The gunslinger apparently plays his aggressive shoot-first-ask-questions-later hand in a town of bilingual Gomer and Goober Pyles. The entire situation is an exaggerated version of the difference between Canadian and American gun philosophies in an effort to build a Canadian version of funny dusters. We’ll see how that works out. Most of Canada’s best funnymen already have Hollywood addresses, so we will have to see how Canadian actor Paul Gross does as a funny American cowboy.
The timeline around this movie is one of the bigger areas where you have to suspend belief. The late 19th century in western Canada was as wild as the American West. The whiskey trade was a large chunk of the revenue in western Canada, and the rule book was pretty thin.
Most disputes were settled by gunplay as firepower ruled over jurisprudence. The Canadian government sent in the Northwest Mounted Police to get a handle on the situation. They established forts and eventually brought law and order to an untamed part of Canada.
The time period of the movie also failed to take the Northwest Rebellion into account. The Northwest Rebellion was a Canadian civil war that pitted Metis (mixed Native Canadians and Europeans) and Native Canadians against the Canadian government in a fight for western Canada.

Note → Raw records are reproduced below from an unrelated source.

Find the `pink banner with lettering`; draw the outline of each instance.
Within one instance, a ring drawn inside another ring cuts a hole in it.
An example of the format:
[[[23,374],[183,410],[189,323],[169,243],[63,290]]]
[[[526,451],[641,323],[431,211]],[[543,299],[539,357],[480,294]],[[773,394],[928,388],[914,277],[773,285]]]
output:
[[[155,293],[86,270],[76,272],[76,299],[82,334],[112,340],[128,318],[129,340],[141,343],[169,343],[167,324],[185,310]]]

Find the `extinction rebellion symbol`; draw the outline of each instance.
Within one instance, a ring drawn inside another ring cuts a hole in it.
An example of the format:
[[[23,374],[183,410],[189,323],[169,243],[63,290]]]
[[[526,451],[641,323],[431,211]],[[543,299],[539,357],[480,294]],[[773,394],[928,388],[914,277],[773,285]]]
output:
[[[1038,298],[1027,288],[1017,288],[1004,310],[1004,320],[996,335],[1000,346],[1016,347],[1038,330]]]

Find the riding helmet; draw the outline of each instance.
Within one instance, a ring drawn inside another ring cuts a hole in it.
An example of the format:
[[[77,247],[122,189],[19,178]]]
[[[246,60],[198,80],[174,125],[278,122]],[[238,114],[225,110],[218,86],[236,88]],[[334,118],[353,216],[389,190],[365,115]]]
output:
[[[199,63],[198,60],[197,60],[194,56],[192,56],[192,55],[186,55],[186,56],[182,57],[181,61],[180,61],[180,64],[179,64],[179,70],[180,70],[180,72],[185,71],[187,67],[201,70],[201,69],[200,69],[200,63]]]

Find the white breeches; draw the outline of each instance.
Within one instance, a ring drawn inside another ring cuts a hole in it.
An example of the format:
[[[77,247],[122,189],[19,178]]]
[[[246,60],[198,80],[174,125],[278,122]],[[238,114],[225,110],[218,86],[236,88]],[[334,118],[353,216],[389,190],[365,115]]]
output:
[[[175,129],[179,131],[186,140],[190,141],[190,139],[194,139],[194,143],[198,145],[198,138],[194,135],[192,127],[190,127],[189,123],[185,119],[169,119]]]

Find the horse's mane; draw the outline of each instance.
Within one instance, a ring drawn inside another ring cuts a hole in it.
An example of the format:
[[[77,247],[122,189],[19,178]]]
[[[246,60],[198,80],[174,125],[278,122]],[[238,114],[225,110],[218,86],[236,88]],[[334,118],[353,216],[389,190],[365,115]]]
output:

The Rebellion was eventually quashed and its charismatic leader, Louis Riel, was hanged for his crimes against Canada. To this day, Riel is a hero or villain, depending upon your political views.
The upshot of this little historical lesson is this: Western Canada was neither polite nor civilized during the period when ‘Gunless’ was supposed to have taken place. It will likely not get much theater play in the States, but it is not a very accurate depiction of the gun culture of 1880s Canada.
Law and order was a brand new concept in 1880s Canada, and it came via the Mounties. I have a strong suspicion that a fugitive gunslinger from the States would have had many takers for gunplay in that place and time in Canadian history. It was a far from funny situation.
Actually, Jim, it may be more accurate in its portrayal of frontier life (in both the US and Canada) than many people would think.
The myth of the blood-soaked Western town, beset by gunslinging outlaws, is pretty much a creation of the pulp novels of the late 19th century and was resurrected by Hollywood in the 40’s and 50’s.
I’m a great Paul Gross fan but even I found this one hard to take. Not bad, not good, just not particularly entertaining once you get past the stereotypes & one liners.